Mentir se me da tan bien, que ya no me hace falta hacerlo con palabras. Sé exactamente qué expresión debo componer para fingir que todo está bien dentro de mí y de mi cabeza, para que nadie sepa que por dentro soy un profundo lago de oscuridad en el que el fondo es tan profundo que ya no puedo salir a la superficie. Al menos, no sola. Pero soy demasiado cobarde para ser capaz de confiar en alguien y pedir ayuda.
Por eso, escribo en este diario. No puedo contarle a nadie cómo me siento, pero puedo redactarlo en estas páginas que nadie leerá jamás.
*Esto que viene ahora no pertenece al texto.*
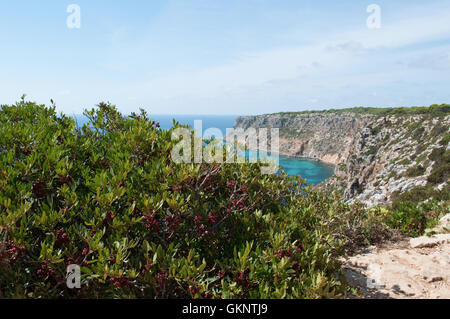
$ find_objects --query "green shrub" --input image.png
[0,101,376,298]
Puedo poner pedacitos de mi corazón en cada frase, llorar cada letra, chillar cada pensamiento, que nadie se enterará; pero, al menos, será un pequeño consuelo, un alivio para el enorme silencio que me aplasta desde dentro y me comprime el pecho.
Tengo veintidós años y estoy sola. Esa es la realidad patente en el día a día de mi vida. Respiro, como, duermo y vivo sola, sin confiar en nadie. Pero sí confío en el futuro. En que, algún día, todo esto cambie.
Mi madre decía que, por muy terrible que sean las circunstancias, siempre nos queda la esperanza.



Hoy introduzco un personaje nuevo, que narra su historia en primera persona. Ella también está rota (lo admito, siento predilección por los personas que están fragmentados), pero esta vez la historia la cuenta ella misma. 
Me gustaría volver a escribir alguna que otra entrada ocasional e ir desarrollando esta historia, pero no quiero prometer algo que no estoy segura de que pueda cumplir. Al fin y al cabo, es un quiero hacerlo, no un lo haré. Quizá sí, quizá no.
Si tuviera que elegir una canción para esta entrada, supongo que sería The only exception, porque es una canción que me gusta muchísimo y me inspira, es la canción que he escuchado mientras redactaba la entrada. Pero no es la única. Pero como tengo que elegir una (no quiero tampoco poner muchas canciones), elijo esa.
Quizá, y solo quizá, esta noche aparezca por el blog otra historia más.